To use the sample training code, download and decompress data
in the Virtual Appendix to the../data
under this repo. Download the pre-trained DeepCT model (model.ckpt-65816 files) from outputs
to ./output
.
(You can skip this step. Alternatively, direct download our DeepCT predicted weights for the entire MS MARCO passage ranking corpus, from prediction
in the Virtual Appendix.)
export BERT_BASE_DIR=/bos/usr0/zhuyund/uncased_L-12_H-768_A-12
export INIT_CKPT=./output/marco/model.ckpt-65816
export TEST_DATA_FILE=./data/collection.tsv.1
export OUTPUT_DIR=./predictions/marco/collection_pred_1/
python run_deepct.py \
--task_name=marcotsvdoc \
--do_train=false \
--do_eval=false \
--do_predict=true \
--data_dir=$TEST_DATA_FILE \
--vocab_file=$BERT_BASE_DIR/vocab.txt \
--bert_config_file=$BERT_BASE_DIR/bert_config.json \
--init_checkpoint=$INIT_CKPT \
--max_seq_length=128 \
--train_batch_size=16 \
--learning_rate=2e-5 \
--num_train_epochs=3.0 \
--output_dir=$OUTPUT_DIR
TEST_DATA_FILE
: a tsv file (docid \t doc_content) of the entire collection that you want ot reweight and index. It looks like:
0 \t The presence of communication amid scientific minds was equally important to the success of the Manhattan Project as scientific intellect was. The only cloud hanging over the impressive achievement of the atomic researchers and engineers is what their success truly meant; hundreds of thousands of innocent lives obliterated.
$OUTPUT_DIR
: output folder for testing. It will store the tokenized test file (predict.tf_record) and the predictions (test_results.tsv). test_results.tsv file looks like:
[CLS] 0.0 the -0.0023216241970658302 presence 0.0160924531519413 of 0.0003044793847948313 ... ; -0.0012609917903319001 hundreds 0.000732177053578198 of -0.0018553155241534114 thousands 0.001125242910347879 of -0.0011851346353068948 innocent 0.004741794429719448 lives 0.015339942649006844 ob 0.006402325350791216 ##lite 0.0 ##rated 0.0 . -0.002221715170890093 [SEP] -0.0 [PAD] -0.0 [PAD] -0.0 [PAD] -0.0 [PAD] -0.0
Now we need to turn the above BERT outputs (y
) into TF-like term index weights.
This methods implements (eq 4) in the paper: TF_{DeepCT}(t,d) = round(y * N)

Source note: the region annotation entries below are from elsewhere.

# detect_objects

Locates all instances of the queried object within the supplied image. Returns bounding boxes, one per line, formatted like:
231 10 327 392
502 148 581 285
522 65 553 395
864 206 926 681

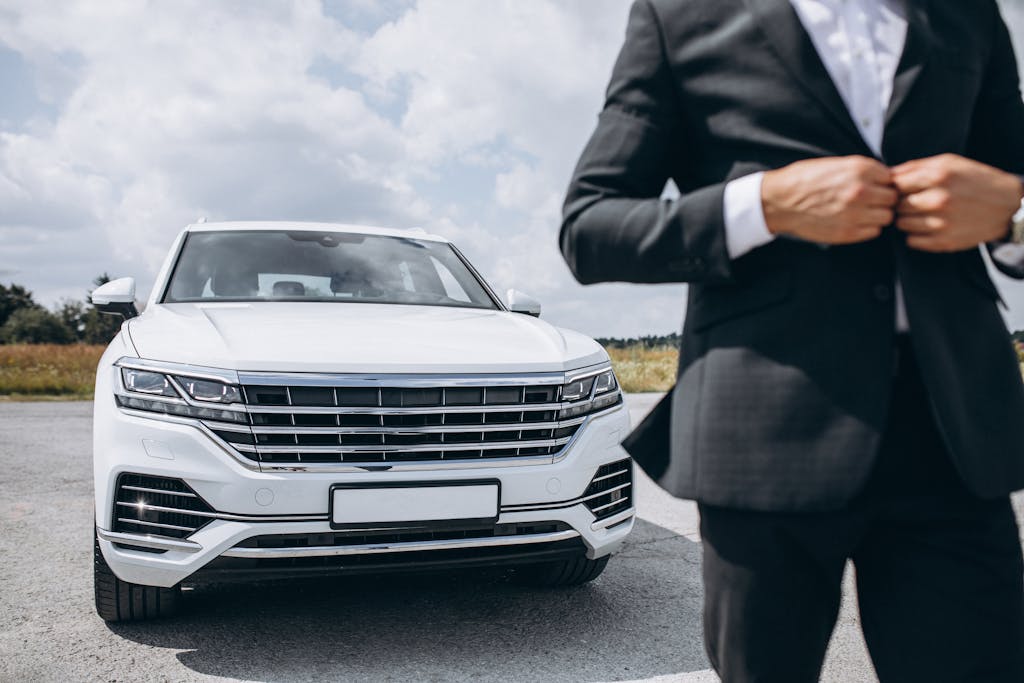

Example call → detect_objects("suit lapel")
743 0 873 156
886 0 933 125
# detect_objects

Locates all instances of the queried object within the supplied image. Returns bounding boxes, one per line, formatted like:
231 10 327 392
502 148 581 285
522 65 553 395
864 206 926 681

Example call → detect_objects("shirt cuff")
723 172 775 260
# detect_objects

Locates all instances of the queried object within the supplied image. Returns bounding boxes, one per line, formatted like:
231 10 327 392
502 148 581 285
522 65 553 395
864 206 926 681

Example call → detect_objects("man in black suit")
560 0 1024 683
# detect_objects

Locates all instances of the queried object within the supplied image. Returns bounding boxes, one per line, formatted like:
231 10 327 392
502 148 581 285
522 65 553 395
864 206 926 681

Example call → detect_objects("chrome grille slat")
118 517 196 533
117 501 219 519
231 438 571 454
580 483 633 502
591 496 630 515
121 484 196 498
591 470 630 483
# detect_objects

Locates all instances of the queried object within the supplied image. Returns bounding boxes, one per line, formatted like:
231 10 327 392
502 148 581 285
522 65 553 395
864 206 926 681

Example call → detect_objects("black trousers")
700 341 1024 683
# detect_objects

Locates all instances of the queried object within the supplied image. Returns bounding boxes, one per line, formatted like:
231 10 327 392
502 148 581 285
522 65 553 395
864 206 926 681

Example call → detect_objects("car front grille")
112 473 216 539
201 379 621 466
584 460 633 520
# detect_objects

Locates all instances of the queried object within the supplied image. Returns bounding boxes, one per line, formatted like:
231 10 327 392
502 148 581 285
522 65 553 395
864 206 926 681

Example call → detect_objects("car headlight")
174 377 242 403
121 368 178 398
558 369 622 420
115 368 249 424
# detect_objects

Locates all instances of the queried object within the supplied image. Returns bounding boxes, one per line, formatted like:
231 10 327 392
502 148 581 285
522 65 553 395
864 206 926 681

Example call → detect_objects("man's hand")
761 157 899 245
892 155 1024 252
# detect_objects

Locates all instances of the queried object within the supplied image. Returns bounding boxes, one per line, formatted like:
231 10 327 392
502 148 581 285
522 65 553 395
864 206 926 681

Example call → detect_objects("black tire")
515 555 611 588
92 536 181 622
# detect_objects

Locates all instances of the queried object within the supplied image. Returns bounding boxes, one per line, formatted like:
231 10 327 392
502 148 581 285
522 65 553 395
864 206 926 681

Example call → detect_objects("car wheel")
92 535 181 622
515 555 611 588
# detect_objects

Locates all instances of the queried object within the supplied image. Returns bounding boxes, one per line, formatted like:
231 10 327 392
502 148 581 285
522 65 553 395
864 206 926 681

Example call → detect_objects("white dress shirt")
724 0 908 332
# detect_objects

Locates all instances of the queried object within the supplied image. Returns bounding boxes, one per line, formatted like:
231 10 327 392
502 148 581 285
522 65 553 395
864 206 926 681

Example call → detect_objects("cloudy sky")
0 0 1024 336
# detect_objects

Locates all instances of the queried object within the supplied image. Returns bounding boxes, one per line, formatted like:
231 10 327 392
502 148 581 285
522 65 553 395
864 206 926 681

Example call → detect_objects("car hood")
127 302 607 374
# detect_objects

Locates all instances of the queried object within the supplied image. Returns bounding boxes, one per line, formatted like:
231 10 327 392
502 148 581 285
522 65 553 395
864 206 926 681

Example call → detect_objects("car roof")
185 220 449 242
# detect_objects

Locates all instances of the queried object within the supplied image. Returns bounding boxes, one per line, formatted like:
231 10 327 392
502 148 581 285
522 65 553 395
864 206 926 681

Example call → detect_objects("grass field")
0 344 103 400
608 345 679 393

. Let us know if you found better ways!
Download our DeepCT predicted weights for the entire MS MARCO passage ranking corpus, from prediction
in the [Virtual Appendix](http://boston.lti.cs.cmu.edu/appendices/arXiv2019-DeepCT-Zhuyun-Dai/
Use bert_term_sample_to_json.py
to:
- map test_result.tsv back to original document ids, and
- scale the weights into integers for indexing.

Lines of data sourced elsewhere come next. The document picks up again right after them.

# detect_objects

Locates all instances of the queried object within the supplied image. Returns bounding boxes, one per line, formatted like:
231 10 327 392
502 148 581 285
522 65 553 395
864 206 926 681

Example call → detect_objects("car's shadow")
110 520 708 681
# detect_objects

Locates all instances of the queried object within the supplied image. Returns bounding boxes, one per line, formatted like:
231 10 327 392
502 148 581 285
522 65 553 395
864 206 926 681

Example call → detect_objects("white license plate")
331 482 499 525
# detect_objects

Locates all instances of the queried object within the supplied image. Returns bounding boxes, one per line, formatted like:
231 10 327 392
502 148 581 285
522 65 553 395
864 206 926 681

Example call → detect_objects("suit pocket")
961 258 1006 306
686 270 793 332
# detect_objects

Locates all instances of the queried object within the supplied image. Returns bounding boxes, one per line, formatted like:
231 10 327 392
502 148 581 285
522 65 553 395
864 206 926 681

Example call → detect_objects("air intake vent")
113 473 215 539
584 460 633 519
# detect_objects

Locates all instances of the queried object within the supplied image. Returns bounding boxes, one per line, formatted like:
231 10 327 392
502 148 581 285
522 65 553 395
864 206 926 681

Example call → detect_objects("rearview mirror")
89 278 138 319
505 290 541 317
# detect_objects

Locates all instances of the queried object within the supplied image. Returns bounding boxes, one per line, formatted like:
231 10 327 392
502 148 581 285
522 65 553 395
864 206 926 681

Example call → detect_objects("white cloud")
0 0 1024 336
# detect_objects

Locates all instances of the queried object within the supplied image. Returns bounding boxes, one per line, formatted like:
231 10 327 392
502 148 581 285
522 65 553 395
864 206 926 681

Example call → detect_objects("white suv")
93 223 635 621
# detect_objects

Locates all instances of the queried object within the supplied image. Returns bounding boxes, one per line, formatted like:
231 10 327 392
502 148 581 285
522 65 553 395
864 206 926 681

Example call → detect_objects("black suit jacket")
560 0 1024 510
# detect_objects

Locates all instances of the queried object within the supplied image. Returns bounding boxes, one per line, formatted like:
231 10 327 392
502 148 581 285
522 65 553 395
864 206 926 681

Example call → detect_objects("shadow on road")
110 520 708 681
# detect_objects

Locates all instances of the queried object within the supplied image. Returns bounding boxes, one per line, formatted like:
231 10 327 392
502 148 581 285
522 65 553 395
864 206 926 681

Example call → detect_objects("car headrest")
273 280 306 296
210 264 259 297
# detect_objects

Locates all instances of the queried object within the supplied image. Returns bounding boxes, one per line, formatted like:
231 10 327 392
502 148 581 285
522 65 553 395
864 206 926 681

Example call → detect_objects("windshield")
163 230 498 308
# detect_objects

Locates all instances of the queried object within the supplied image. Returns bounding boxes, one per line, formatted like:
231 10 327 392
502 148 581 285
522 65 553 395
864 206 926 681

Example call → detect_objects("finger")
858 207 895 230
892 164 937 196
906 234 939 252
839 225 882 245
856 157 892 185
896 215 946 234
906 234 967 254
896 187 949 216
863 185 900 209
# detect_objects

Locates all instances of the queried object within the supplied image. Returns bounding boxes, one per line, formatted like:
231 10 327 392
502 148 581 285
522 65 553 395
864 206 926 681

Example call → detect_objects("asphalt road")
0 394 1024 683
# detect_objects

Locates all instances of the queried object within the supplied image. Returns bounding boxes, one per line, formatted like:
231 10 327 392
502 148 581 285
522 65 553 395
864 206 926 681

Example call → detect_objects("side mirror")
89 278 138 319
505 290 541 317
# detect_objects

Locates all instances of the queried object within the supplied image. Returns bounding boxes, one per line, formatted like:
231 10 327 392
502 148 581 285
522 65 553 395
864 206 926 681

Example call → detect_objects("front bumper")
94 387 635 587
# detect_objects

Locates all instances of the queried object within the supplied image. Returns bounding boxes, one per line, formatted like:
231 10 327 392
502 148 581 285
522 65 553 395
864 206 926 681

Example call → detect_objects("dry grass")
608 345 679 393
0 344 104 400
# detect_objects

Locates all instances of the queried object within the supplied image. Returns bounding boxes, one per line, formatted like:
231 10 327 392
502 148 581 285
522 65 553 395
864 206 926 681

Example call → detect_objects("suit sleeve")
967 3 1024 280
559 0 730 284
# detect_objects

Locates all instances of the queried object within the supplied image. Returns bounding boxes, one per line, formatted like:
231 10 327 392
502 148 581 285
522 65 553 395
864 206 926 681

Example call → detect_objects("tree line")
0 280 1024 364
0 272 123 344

usage: bert_term_sample_to_json.py [-h] [--output_format {tsv,json}]
dataset_file prediction_file output_file m
positional arguments:
dataset_file Dataset tsv file (collection.tsv.1)

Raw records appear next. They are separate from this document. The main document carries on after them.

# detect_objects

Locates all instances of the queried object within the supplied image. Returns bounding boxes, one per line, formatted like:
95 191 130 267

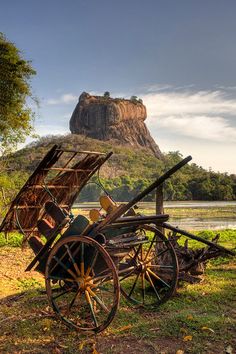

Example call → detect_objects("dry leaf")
202 326 215 333
183 336 193 342
119 324 133 332
180 327 187 333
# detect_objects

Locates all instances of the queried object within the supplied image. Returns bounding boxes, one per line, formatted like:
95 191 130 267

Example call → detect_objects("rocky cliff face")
70 92 162 158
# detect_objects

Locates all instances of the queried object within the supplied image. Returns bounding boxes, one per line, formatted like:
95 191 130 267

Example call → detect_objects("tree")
0 32 36 152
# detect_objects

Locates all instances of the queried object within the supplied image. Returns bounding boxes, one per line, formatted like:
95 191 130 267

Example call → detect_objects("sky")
0 0 236 173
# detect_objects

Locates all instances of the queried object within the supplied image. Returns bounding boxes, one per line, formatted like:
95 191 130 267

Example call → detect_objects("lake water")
74 201 236 230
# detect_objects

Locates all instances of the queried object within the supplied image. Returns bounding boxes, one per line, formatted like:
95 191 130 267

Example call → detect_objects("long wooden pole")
96 156 192 231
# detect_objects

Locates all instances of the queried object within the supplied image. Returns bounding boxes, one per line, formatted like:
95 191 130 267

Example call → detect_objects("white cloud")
154 116 236 142
46 93 78 105
142 90 236 142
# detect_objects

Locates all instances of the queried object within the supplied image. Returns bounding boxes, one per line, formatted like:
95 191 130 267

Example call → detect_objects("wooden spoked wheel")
45 236 120 332
119 225 178 307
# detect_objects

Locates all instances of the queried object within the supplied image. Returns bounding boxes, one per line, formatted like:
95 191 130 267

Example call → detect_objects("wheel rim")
119 226 178 307
45 236 120 332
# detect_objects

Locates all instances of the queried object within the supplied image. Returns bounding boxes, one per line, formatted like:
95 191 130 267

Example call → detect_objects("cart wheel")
119 225 178 307
45 236 120 332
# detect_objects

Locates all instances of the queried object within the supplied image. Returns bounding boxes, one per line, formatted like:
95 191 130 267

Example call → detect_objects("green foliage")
0 33 36 150
0 134 236 203
0 171 29 217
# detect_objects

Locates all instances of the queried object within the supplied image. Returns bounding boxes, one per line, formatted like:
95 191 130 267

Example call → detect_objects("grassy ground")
0 230 236 354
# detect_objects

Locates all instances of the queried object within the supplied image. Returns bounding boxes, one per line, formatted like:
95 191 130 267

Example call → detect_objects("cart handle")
96 156 192 231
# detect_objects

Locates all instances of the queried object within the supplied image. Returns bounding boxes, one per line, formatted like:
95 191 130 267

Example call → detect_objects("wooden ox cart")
0 145 232 332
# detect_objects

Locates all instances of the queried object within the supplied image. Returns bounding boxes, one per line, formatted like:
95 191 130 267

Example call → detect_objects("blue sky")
0 0 236 173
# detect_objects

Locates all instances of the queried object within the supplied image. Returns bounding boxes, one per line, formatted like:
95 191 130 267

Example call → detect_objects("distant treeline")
0 134 236 214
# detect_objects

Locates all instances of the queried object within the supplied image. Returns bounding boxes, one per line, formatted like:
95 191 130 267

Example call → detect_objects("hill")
0 134 236 206
70 92 162 158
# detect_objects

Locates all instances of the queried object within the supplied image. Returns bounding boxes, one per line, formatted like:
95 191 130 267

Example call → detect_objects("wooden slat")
13 204 69 209
57 149 106 156
43 167 92 172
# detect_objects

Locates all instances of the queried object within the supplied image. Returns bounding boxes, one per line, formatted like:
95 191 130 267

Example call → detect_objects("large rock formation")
70 92 162 158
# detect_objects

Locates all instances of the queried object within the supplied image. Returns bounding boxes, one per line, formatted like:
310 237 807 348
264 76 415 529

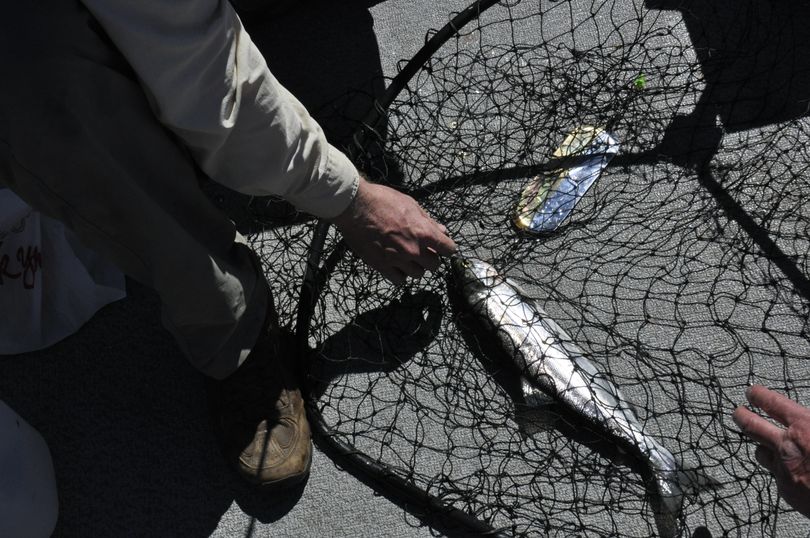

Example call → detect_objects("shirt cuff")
289 144 360 219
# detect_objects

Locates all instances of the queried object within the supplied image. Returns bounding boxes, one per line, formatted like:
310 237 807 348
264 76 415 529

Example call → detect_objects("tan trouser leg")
0 0 269 377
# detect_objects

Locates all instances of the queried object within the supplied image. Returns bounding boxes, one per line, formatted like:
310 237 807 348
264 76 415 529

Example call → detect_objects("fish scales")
451 256 699 538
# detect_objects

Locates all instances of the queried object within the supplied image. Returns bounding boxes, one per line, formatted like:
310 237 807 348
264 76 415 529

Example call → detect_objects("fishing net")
243 0 810 537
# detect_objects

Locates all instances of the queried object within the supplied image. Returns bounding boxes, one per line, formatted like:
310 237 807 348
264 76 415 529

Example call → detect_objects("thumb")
779 436 805 471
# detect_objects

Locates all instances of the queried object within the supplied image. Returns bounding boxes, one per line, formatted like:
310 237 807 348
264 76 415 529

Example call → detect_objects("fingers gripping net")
246 0 810 537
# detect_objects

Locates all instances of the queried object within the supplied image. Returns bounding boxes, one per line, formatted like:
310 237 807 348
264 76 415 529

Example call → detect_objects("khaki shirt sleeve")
83 0 359 218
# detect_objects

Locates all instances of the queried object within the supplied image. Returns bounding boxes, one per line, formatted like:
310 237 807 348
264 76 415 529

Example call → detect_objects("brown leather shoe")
209 320 312 488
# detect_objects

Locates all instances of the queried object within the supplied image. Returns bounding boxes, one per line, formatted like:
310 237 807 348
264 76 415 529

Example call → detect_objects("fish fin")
515 376 559 437
520 376 556 407
650 460 722 538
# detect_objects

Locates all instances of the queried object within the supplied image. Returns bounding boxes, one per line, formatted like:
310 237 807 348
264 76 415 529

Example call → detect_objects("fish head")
450 256 504 296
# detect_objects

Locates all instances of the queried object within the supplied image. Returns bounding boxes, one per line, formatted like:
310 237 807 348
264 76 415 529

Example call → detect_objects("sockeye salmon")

prediction_file DeepCT prediction file (test_result.tsv)
output_file Output File
m scaling parameter > 0, recommend 100
optional arguments:
-h, --help show this help message and exit
--output_format {tsv,json}
The output files can be feed to indexing tools such as Anserini (used in paper), Indri, or Lucene to build index and run retrieval. Go to the original repository of Anserini
For retrieval, it is critical to fine-tune the BM25/LM parameters (k1, b, \mu). See detaills in issue#2.